Я помнил хорошо «дело врачей». Мне было тогда 20 лет, я учился в военно-морском училище, а группа врачей – профессоров и академиков – почти все евреи – решили вдруг погубить все советское правительство во главе с товарищем Сталиным. Так сообщали газеты. «Врачей-отравителей» разоблачила доктор Тимашук, ее за это наградили орденом.

Да, мне было тогда 20 лет, я был курсантом, следовательно, патриотом, обожавшим товарища Сталина, вождя и учителя. За что? За все. За победу в гражданской войне, за победу над фашизмом, за то, что живу – ем, пью, учусь, хожу в караул и отрабатываю на плацу строевой шаг.

И как-то мне неудобно было, что вот я еврей, а евреи бывают такие плохие.

А потом оказалось, что это все неправда, и у доктора Тимашук отобрали орден…

И я сказал Берлинеру:

– Да, я хорошо помню «дело врачей».

– Так вот, я вам скажу: это была только часть большой программы, большого еврейского процесса. Например, на ЗИЛе было так, что евреи собираются взорвать ЗИЛ. И – я уже потом узнал – всех должны были вывезти в Биробиджан. Там в тайге построили барак длиной в километр. И многих уже начали забирать, да.

Однажды подходит ко мне один тоже из инструментального цеха, говорит, давай поменяемся квартирами. У меня была двухкомнатная отдельная квартира, а он жил в коммунальной комнате. И говорит: тебя все равно вышлют, ты же знаешь, евреев всех вышлют, так какая тебе разница. А я тебе буду помогать из Москвы: посылки посылать.

И знаете, что я ему сказал? Я ему сказал: «Пошел к такой-то матери, что будет, то будет, а пока я живу в своем доме и буду жить. И вы знаете, как я правильно поступил! Потому что тут, к счастью, Сталин умер, и все это дело остановилось, процесса так и не было, и ничего не было. Да.

Мне стало холодно, я оделся и предложил Берлинеру прогуляться. Он справился, когда ужин, и согласился.

– Знаете, – сказал Макс Самуилович, – когда мы брели по раскисшей тропе, стараясь ступать на твердые снежные корочки, сохранившиеся в тени деревьев, – знаете, а я ведь был в Америке в 1935 году. И представляете, я уже тогда хорошо знал английский, а меня, несмотря на это, не побоялись послать, до сих пор удивляюсь. И там я работал не в Нью-Йорке, а… ох…твою мать, забыл название города!

Так забавно вырвался у него матерок, да еще он кулаком стукнул в сердцах по ноге, что я улыбнулся. Улыбнулся и подсказал:

– В Детройте.

– Правильно, в Детройте. А вы откуда знаете? – он подозрительно посмотрел на меня.

– Понимаете, – мягко сказал я, – вы уже упоминали об этом.

– Да?
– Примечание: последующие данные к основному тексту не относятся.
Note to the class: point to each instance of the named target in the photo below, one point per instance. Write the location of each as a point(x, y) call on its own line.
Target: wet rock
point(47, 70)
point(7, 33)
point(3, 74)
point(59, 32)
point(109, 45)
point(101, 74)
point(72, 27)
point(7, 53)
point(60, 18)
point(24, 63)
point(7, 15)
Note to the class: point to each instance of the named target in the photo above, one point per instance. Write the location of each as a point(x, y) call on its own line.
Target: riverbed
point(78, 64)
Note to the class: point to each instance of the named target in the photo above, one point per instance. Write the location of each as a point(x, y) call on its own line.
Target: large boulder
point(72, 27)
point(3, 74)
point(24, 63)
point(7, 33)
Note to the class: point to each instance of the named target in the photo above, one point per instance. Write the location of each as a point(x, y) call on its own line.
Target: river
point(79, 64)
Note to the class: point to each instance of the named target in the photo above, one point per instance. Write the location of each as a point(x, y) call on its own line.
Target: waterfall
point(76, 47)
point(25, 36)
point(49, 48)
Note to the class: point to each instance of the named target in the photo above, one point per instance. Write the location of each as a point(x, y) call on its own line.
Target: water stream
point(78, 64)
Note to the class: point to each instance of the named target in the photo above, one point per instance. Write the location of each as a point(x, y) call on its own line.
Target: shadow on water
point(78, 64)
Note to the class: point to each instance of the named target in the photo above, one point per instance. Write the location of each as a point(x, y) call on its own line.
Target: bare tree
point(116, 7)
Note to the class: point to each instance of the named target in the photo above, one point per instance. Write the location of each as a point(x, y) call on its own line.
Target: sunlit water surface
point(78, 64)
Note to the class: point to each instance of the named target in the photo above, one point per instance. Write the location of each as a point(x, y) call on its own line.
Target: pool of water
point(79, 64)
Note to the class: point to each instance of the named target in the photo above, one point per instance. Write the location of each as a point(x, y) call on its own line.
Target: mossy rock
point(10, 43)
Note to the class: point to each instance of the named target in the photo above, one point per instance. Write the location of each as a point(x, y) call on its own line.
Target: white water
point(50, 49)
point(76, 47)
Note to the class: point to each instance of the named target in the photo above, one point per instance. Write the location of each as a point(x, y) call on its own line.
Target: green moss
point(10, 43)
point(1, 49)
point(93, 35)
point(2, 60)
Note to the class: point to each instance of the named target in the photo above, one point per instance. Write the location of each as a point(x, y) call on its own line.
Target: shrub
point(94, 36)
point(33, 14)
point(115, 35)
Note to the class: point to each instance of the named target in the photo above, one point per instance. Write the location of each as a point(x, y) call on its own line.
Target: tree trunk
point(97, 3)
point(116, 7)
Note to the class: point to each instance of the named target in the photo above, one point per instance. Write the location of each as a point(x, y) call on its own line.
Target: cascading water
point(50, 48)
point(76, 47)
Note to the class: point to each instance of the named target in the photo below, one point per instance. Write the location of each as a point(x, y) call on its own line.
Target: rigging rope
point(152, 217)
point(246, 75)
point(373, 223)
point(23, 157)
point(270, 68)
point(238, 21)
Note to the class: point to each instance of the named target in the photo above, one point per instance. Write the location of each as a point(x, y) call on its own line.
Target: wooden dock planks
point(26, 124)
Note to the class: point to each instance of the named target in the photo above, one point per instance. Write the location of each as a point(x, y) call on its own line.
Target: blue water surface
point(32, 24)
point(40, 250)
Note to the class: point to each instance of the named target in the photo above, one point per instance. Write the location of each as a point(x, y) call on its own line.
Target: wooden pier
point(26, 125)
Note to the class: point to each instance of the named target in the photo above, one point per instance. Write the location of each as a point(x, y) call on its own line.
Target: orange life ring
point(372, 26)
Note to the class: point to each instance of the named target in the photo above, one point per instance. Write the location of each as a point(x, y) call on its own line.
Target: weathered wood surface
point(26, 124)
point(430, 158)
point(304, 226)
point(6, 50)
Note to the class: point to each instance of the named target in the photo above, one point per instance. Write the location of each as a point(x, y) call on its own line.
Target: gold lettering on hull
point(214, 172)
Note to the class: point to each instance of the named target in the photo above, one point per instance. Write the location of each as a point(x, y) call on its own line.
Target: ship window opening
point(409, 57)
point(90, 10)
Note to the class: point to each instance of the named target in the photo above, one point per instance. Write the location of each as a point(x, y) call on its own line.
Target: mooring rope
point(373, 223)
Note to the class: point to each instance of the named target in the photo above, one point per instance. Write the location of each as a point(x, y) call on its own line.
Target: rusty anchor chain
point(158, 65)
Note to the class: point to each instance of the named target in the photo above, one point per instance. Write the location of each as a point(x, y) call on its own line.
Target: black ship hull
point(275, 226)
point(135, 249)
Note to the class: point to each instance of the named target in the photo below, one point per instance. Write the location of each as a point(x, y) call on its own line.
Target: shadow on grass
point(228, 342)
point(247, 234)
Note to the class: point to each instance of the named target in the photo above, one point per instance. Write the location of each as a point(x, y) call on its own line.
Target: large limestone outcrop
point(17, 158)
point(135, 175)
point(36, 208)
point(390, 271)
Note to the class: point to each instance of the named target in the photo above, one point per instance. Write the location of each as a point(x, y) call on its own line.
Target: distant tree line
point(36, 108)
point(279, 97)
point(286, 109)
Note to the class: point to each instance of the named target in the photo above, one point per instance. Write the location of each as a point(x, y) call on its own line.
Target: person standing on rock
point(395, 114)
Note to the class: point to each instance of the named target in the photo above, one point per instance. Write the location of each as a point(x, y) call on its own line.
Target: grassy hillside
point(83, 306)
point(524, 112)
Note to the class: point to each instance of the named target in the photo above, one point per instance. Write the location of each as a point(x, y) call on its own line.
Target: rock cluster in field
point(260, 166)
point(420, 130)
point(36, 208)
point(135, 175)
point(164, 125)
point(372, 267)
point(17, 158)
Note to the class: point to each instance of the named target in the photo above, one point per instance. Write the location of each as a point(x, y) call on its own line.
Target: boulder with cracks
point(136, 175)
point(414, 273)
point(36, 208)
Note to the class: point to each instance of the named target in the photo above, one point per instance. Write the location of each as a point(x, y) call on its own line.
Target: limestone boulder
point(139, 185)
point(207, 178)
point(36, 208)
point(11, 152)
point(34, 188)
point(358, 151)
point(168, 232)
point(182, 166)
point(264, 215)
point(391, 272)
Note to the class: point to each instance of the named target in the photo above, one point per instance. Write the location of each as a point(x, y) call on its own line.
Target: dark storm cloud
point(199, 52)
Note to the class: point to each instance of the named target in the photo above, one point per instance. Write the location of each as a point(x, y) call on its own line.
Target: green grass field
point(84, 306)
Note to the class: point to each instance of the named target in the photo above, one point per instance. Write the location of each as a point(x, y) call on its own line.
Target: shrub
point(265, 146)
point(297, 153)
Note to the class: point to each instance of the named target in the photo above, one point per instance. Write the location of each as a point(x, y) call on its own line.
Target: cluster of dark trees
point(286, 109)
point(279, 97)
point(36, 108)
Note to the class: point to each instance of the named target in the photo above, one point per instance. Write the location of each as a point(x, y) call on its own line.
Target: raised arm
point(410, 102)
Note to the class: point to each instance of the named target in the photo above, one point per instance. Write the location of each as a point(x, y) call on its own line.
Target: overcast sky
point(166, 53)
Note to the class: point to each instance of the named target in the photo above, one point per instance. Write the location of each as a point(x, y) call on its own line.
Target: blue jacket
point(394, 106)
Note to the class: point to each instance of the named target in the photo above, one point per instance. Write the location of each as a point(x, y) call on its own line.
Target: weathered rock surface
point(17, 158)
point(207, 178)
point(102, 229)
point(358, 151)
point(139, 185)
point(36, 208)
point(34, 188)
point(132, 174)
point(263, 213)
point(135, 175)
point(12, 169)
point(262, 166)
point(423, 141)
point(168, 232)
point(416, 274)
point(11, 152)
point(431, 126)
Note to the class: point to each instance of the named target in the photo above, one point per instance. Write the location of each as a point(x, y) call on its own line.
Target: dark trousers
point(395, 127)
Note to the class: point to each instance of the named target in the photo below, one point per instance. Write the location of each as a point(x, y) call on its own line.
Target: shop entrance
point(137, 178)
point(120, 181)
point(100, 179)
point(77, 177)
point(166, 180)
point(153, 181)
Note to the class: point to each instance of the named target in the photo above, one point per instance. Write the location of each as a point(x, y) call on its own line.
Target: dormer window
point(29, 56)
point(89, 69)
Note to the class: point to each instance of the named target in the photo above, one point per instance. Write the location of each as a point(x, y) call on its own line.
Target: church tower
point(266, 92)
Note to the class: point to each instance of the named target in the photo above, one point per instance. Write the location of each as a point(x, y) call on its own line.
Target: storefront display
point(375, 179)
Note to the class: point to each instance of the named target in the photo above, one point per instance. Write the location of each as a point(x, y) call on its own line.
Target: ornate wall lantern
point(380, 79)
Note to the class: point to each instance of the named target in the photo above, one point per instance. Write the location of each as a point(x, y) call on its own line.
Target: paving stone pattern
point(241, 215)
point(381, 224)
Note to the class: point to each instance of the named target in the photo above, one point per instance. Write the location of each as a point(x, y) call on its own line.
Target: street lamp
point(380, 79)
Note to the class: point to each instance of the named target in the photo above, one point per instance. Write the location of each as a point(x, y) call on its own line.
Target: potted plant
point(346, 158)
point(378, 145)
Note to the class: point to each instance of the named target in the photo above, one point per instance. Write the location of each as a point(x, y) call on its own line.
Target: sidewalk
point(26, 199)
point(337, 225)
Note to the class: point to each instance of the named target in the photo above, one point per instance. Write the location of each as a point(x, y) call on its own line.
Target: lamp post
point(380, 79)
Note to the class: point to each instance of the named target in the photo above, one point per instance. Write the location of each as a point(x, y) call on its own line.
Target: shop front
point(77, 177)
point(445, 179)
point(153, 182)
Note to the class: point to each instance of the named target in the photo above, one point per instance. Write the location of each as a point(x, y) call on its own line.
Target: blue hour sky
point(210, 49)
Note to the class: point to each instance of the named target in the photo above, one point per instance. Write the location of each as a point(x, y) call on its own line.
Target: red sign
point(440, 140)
Может быть… Так вот, в Детройте я принимал оборудование, и там был у них один резец фигурный… В общем, я следил за технологическим процессом и потихоньку снимал размеры с этого резца. Потом все шли на обед, а я бежал в свою комнату. И рисовал на свежую память, и размеры проставлял. Неделю не обедал вообще.

– Промышленный шпионаж? – спросил я, улыбаясь.

– Может и так, я не знаю. Я только знаю, что такого резца нигде больше в мире не существовало.

А когда я вернулся в Москву, меня откомандировали на завод «Фрезер», и я там два месяца внедрял этот резец. Вы знаете, они до сих пор его выпускают. Но что удивительно – ни слова благодарности я с этого не имел. Ни копейки денег – я уж не говорю. Хоть бы написали нашей заводской администрации благодарность – так нет. Бессовестные люди, да. А выпускают до сих пор, потому что лучшей конфигурации до сих пор никто в мире не придумал.

А еще я часто смотрел на Ниагарский водопад – это очень красиво.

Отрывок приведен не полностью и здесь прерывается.